What happens when fire ignites in space?

'However the more oxygen you have, the more it burns'

Astronaut Buzz Aldrin, lunar module pilot for Apollo 11, poses for a photograph beside the deployed US flag during an extravehicular activity on the surface of the moon, July 20, 1969. PHOTO: REUTERS

PARIS:

When fire breaks out in the low-gravity, high-stakes conditions inside spacecraft or space stations, it behaves very differently than back here on Earth.

So, as humans aim to set foot on Mars in the coming decades, researchers are seeking to learn how flames spark and spread in space -- and how best to stamp them out.

The deadly threat fire poses in space goes all the way back to the first mission of NASA's Apollo programme, which would go on to put the first humans on the Moon.

Just days before the Apollo 1 mission was scheduled to launch in January 1967, its three crew members were killed by a fire that broke out in the spacecraft's cabin during a training exercise on the ground.

"At that time, the capsules were filled with 100 percent pure oxygen at low pressure, instead of atmospheric pressure, so the astronauts could breathe," explained Serge Bourbigot, a researcher at France's Centrale Lille institute.

"However the more oxygen you have, the more it burns," he told AFP.

Since the Apollo 1 disaster, the oxygen levels in spacecraft carrying astronauts have been set to 21 percent — the same amount as here on Earth.

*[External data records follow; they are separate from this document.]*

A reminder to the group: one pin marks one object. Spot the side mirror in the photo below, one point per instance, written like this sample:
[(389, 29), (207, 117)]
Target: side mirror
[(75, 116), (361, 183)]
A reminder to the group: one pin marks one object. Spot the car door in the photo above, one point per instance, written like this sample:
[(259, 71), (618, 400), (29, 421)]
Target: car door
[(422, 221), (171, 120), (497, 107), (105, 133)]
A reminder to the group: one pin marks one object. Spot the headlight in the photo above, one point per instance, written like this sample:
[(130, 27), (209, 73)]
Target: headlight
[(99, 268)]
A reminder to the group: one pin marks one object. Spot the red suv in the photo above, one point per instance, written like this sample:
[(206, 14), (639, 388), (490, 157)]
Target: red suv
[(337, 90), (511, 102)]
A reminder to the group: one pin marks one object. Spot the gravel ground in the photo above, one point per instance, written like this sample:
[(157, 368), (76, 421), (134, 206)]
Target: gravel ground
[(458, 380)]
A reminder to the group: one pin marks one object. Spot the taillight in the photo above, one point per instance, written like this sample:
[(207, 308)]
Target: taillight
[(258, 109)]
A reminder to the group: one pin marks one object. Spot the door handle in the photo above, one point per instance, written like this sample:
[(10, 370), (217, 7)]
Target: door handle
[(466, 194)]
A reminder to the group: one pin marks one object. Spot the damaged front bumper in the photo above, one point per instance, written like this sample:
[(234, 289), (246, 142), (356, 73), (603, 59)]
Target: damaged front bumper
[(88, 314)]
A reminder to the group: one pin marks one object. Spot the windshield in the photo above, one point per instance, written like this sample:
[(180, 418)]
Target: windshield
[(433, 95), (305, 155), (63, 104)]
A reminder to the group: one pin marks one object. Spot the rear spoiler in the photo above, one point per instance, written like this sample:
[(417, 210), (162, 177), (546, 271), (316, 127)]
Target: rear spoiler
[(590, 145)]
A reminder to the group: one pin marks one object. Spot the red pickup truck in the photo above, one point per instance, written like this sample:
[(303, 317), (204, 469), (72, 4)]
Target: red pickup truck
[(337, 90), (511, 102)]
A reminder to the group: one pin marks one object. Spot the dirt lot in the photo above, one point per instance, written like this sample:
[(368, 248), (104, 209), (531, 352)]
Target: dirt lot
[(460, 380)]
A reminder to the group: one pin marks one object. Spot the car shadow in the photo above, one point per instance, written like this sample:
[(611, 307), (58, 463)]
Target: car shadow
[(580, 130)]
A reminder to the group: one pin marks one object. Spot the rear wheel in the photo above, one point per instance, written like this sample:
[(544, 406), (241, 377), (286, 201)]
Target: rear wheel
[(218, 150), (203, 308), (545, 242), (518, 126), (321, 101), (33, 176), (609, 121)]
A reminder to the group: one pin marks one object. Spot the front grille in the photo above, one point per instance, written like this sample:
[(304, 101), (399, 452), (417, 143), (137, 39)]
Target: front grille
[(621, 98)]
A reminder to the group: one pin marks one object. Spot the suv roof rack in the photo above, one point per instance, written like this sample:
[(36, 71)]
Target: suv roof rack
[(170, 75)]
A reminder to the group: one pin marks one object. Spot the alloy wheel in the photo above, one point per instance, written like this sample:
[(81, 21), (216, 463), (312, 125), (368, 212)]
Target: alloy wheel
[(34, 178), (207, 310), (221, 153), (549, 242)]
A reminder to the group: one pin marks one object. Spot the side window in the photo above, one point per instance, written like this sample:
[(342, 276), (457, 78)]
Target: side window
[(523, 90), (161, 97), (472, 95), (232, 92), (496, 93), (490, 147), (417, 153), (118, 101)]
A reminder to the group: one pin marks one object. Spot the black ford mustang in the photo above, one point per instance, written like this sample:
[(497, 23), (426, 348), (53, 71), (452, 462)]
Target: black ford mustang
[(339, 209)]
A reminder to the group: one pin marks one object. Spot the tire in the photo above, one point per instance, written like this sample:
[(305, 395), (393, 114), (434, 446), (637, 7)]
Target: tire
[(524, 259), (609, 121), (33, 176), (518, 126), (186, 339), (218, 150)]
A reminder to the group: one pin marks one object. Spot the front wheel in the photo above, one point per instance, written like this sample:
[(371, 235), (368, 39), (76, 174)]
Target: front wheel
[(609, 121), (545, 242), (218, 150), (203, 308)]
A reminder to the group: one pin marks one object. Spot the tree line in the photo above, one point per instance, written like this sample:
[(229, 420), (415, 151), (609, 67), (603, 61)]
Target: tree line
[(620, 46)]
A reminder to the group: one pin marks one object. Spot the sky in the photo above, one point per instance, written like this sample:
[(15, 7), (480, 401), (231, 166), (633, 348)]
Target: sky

But fire still acts differently in these cramped conditions hurtling through the vastness of space.

A spherical flame

When you light a candle on Earth, the heat rises because hot air is less dense than cold air.

However if you lit that candle inside a spacecraft or a station orbiting our planet, the heat would stay put because of the lack of gravity.

So instead of seeing a feather-shaped plume rise from the candle's wick, "you get a ball of flame," Bourbigot said.

"This ball will create and radiate heat, sending heat into the local environment — the fire will spread that way," expanding in every direction, he added.

To find out more, Bourbigot and three other scientists have been awarded a grant from the European Research Council.